You call for emergency help and head to the hospital. The police take the information and get in touch with the owner. It turns out the dog has not had its rabies or tetanus vaccines. What does that mean for you?
Medically speaking, the first thing you may need to have is a rabies vaccine if the dog isn't found. If it is, then blood samples can be taken to see if the dog is infected before you need to receive the vaccines. In this case, it would be better to err on the side of caution and to receive those vaccines.
Tetanus is another major concern if you have not received a tetanus vaccine in the last several years. Usually, doctors advise you get a tetanus shot every 10 years. However, if you don't know when your last shot was or have not received a booster recently, it may be advisable to get a booster regardless of your vaccination history.

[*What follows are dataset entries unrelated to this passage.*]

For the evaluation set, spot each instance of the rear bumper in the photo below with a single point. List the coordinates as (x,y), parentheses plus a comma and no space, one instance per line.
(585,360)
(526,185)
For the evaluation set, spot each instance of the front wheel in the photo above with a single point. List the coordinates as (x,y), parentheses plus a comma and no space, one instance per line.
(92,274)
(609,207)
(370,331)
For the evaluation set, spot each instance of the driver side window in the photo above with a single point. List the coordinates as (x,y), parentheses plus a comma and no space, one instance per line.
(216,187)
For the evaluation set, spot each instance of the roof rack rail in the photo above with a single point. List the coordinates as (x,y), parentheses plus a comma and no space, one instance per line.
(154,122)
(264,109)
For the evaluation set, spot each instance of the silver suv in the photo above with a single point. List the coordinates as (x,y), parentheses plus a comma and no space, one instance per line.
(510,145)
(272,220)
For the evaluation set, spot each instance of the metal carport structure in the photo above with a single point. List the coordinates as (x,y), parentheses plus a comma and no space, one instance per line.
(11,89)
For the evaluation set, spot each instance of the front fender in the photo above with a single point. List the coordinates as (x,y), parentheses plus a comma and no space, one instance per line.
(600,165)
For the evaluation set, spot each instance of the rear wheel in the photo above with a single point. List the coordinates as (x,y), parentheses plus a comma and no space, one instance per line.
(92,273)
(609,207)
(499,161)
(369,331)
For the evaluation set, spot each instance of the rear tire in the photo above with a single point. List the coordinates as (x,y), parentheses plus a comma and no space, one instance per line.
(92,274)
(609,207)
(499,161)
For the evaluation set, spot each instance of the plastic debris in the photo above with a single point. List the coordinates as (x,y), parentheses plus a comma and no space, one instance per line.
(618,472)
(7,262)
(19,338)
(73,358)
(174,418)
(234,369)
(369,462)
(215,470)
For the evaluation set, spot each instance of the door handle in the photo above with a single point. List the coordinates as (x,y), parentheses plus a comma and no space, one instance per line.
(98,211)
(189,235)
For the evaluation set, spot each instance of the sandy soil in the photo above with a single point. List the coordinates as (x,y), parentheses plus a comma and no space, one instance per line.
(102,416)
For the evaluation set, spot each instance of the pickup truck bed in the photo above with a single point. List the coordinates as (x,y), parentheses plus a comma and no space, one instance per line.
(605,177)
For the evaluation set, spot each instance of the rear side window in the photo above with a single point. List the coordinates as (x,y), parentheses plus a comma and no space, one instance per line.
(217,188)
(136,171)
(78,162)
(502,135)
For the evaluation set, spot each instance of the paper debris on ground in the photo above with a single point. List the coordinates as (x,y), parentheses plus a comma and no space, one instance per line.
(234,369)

Caused by clostridium tetani, a bacteria, tetanus is often fatal if left untreated. It often enters the body through puncture wounds and produces a toxin that can result in death as it builds up in the body. Tetanus causes the body to go through muscle contractions and spasms that generally occur within 14 days of the initial infection.
After you go through all these medical procedures and others to treat your wounds, you may want to pursue a claim against the dog's owner. Your attorney can help you file the correct documentation to begin a claim.